His wrists were sore and bloody where the bands had cut into them, his knuckles raw. He wiped his face on his sleeve to try to remove the slugs’ slime. He felt in his pockets for his penknife to release his feet, but the moment he found his phone had gone, he realized Quinn must have searched him while he was unconscious. In the corner of an inner pocket his fingers closed on something Quinn had missed; hard and triangular like a plectrum, it was a locator he’d borrowed from Kayla weeks ago and forgotten about. Jace smiled a grim smile to himself. If a time traveller approached within a mile radius, the locator would give him a minute’s notice, beeping louder the nearer it got to the location where the traveller would time in.
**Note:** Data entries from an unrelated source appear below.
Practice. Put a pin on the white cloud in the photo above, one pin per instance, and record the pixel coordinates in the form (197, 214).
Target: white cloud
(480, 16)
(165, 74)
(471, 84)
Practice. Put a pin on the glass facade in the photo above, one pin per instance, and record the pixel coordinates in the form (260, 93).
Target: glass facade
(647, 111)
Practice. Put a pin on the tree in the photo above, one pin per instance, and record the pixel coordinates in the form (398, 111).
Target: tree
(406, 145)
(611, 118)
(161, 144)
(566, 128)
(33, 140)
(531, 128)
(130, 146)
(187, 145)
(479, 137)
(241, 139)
He put it carefully away again, and used a slim metal tag on a zip to slide into the roller-lock and remove the cuffs from his feet and the remaining wrist band.
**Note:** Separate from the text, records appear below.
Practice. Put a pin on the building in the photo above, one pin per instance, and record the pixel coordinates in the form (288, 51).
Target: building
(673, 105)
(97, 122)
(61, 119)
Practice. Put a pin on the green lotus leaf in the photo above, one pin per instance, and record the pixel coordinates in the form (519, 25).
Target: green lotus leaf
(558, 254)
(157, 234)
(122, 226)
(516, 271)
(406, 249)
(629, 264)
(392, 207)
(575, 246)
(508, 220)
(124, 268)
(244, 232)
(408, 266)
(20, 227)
Jace stretched and looked about him; exhausted, chilled to the bone, and feeling as if he’d been on the rack. What would be happening back in his own time? Nothing yet; it would be around six in the morning there as well as here. But later . . . he imagined life going on without him, his colleagues discussing his unexplained absence, ringing his dataphone. As the hours passed, Quinn’s initial pretended concern would turn to reluctant drawing of conclusions: the obvious, neat solution to the mystery of the vanishing TiTrav and the missing operative.
Would Kayla accept this story, or not believe it of him and do some investigating on her own? That would be dangerous for her. He desperately longed to be back in his own time, sorting things out, exposing Quinn. Frustration and misery gripped him. This would not do; if he was going to survive, and he was, he had work to do – he needed to get his stiff limbs moving, explore, discover where he was, look for shelter, tools and food.
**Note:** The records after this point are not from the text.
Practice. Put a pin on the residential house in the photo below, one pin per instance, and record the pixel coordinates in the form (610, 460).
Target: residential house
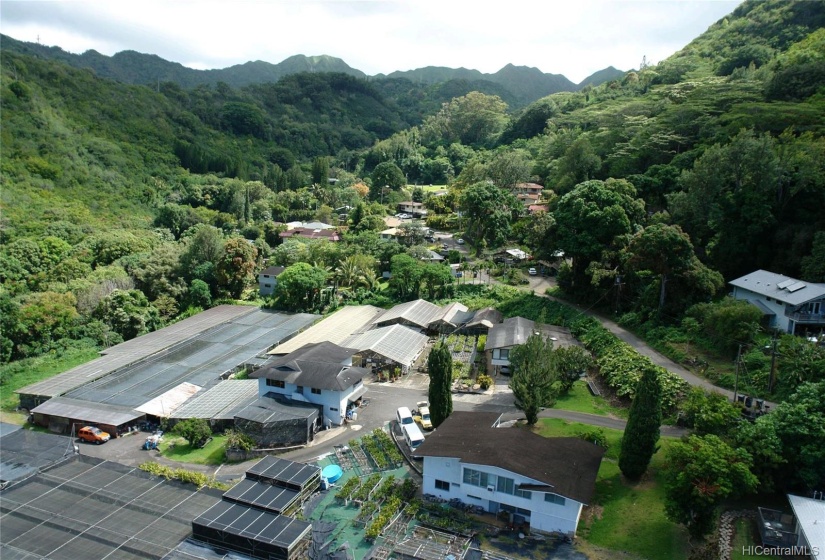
(503, 337)
(307, 233)
(414, 209)
(268, 279)
(810, 524)
(787, 304)
(389, 234)
(320, 373)
(541, 482)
The tops of tall buildings were visible above the trees. He headed towards them, to look for a knife.
Thursday, 23
rd
July 2015
“Florence?”
Floss swivelled, house keys poised by the lock, her other hand holding her bike steady. Nobody had called her Florence since her school days. Screwing up her eyes against the sun, she saw a tall solidly built man with stubble-short hair standing on the pavement. She could have sworn the street was empty a moment before. Though it was a warm evening, he wore a padded jacket and heavy boots.
He came up the steps towards her. “Florence Dryden?”
“Yes, what is it?”
His hand reached out and grabbed her arm, jerking her away from the bicycle. For an astonished second she looked into cold blue eyes, then the world went dark, inky black, and her stomach felt as if she was simultaneously plummeting in a lift and spinning on a fairground ride. Time passed, long enough for her to wonder if he had hit her over the head – was this what being knocked out felt like? Or maybe this was what death felt like. Terror assailed her while she battled with acute nausea, then she felt solid ground beneath her feet and could see again. Someone barrelled past her, knocking her out of the stranger’s grasp and on to all fours. Floss vomited convulsively on rough wet grass, eyes watering, damp soaking through the knees of her jeans while a steady rain fell on her back and seeped through her tee shirt. Behind her she heard thuds and grunts. As soon as she could, her stomach emptier than it had ever been before, weak as a kitten, she struggled upright and turned.